2015.10.06
公立保育園の民営化、どう変わる? 預ける側の不安とは?
各地で進む公立保育園の民営化。
自治体の運営費が削減できる、公立では取り組みにくい民間独自のサービスが期待できるなどのメリットも挙げられる一方で、保護者から不安の声が上がったり、運営上の課題も指摘されています。
公立保育園の民営化とは何か、民営化されると保育現場にどのような変化が起こりうるかを、民営化に直面しているママたちの声もご紹介しながら考えてみたいと思います。
進む公立保育園の民営化
国の官業民営化の方針の中で、ここ10年ほどの間、公立保育園の民営化が進んできています。
出産後も女性が働くことが珍しくなくなり保育園利用希望者が増え続けています。
それに伴い、求められる保育サービスも多様化しています。
特に都市部の自治体は、早朝夜間保育をはじめとする多様なサービスを提供したり、老朽化した保育園の整備など環境面を整えるために、今後ますます保育関連の経費が増えていくと予想し、民営化による経費削減、効率的な運営を目標に掲げています。
厚生労働省によると、保育園の民営化は各自治体の裁量で進められています。
保育園入園の激戦区として知られる東京都杉並区では「民間の活力を導入することで、民間ならではの多彩なサービスを提供できます。園舎の老朽化による建て替えなどのタイミングを見て公私のバランスを考えながら計画的に進めています」(保育課)としています。
ところで、民営化と言っても、民設民営(民間が設置し、民間が運営)や公設民営(自治体が設置し、運営を社会福祉法人やNPOなど民間に委託)などの形があります。
また、公立保育園が民営化されても認可保育園というくくりは変わらないので、自治体が定める保育料に関しては変わりません。
▼東京都の認可保育園の内訳(東京都少子社会対策部保育支援課に取材)を見ると、ここ5年で公立保育園が47園減、公設民営園が31園増、私立(民設民営)園が331園増となっています。
また、2015年7月に東京都が発表した保育所等の設置状況によると、認可保育所は2184園、認証保育所は700園。
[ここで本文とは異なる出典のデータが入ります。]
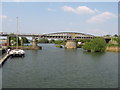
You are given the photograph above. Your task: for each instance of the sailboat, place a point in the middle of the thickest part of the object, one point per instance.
(17, 52)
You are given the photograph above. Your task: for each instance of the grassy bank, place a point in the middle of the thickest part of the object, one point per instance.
(113, 49)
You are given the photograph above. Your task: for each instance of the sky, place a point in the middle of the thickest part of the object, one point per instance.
(96, 18)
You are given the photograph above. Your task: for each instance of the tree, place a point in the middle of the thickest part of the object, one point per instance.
(25, 40)
(52, 41)
(115, 35)
(14, 40)
(63, 42)
(95, 45)
(43, 40)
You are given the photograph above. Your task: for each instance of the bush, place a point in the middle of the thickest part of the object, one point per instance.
(95, 45)
(43, 40)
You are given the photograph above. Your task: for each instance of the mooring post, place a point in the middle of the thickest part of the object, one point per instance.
(21, 41)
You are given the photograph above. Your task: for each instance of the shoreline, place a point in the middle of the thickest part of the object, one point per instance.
(113, 49)
(27, 47)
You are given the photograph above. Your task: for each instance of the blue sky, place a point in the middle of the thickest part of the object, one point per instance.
(97, 18)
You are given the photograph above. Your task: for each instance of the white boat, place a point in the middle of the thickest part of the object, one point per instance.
(17, 52)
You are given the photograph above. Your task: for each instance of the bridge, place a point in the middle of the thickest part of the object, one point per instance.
(59, 35)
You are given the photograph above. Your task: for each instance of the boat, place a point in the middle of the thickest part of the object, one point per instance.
(17, 52)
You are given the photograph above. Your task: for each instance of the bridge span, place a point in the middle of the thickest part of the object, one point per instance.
(59, 35)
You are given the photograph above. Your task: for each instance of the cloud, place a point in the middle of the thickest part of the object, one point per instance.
(50, 9)
(101, 17)
(3, 16)
(79, 10)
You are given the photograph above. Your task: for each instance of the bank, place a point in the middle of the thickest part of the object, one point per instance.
(113, 49)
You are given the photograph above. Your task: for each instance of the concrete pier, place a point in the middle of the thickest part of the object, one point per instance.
(71, 44)
(8, 40)
(4, 59)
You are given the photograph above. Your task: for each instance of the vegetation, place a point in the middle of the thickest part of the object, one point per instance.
(25, 40)
(59, 46)
(13, 41)
(95, 45)
(43, 40)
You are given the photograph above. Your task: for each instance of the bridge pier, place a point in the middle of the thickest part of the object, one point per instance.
(34, 42)
(21, 41)
(8, 40)
(71, 44)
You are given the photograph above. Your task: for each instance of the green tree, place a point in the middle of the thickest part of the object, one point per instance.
(25, 40)
(52, 41)
(115, 35)
(43, 40)
(13, 40)
(95, 45)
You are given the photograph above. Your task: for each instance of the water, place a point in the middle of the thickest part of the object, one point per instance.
(54, 67)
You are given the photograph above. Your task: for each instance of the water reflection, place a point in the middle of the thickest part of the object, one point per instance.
(94, 54)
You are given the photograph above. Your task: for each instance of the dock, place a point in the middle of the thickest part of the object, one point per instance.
(3, 59)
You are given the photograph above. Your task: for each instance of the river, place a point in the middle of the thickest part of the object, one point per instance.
(54, 67)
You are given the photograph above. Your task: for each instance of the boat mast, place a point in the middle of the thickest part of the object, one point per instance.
(17, 33)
都のホームページによると、2015年9月1日時点で届け出済みの認可外保育施設は618園(ベビーホテル503、その他施設115)となっています。
民営化でどう変わる? 保護者達には不安も
民営化で一番大きく変わるのは、職員がすべて入れ替えになることです。
公立保育所の保育士は公務員として働き続けるので、保育士の平均年齢は公立の方が私立より高い傾向にあります。
私立には若い保育士が多いというイメージもあり、保護者からはベテラン保育士が確保された環境を望む声も聞かれます。
東京都23区内で現在、民営化のための園舎建て替えが進む保育園にお子さんを通わせるママたちに、不安や期待することなどを伺ってみました。
(Tさん、フルタイム会社員(育休中)、子ども・7歳、3歳、0歳)
先生方が全て変わり、親子共に慣れ親しんでいる園の雰囲気が変わってしまうことが不安です。
民営化への説明は、行政の方が保育園にいらして数回ありました。
担当者の説明では、運営主体の業者については複数の業者からより良い所を選ぶとの話でしたが、実際には2業者しか申込みがなかったそうで、選択肢が少ないと感じました。
行政側が掲げているように、民間のノウハウがより良く生かされるなら嬉しいですが、多種多様なニーズに応えるということだけで具体的なメリットがわかりづらかったです。
(Aさん、フルタイム会社員、子ども・7歳、3歳)
春に行われた行政担当者による説明会に、夫婦で参加しました。業者選定の経緯や、民営化によるメリットがよく見えませんでした。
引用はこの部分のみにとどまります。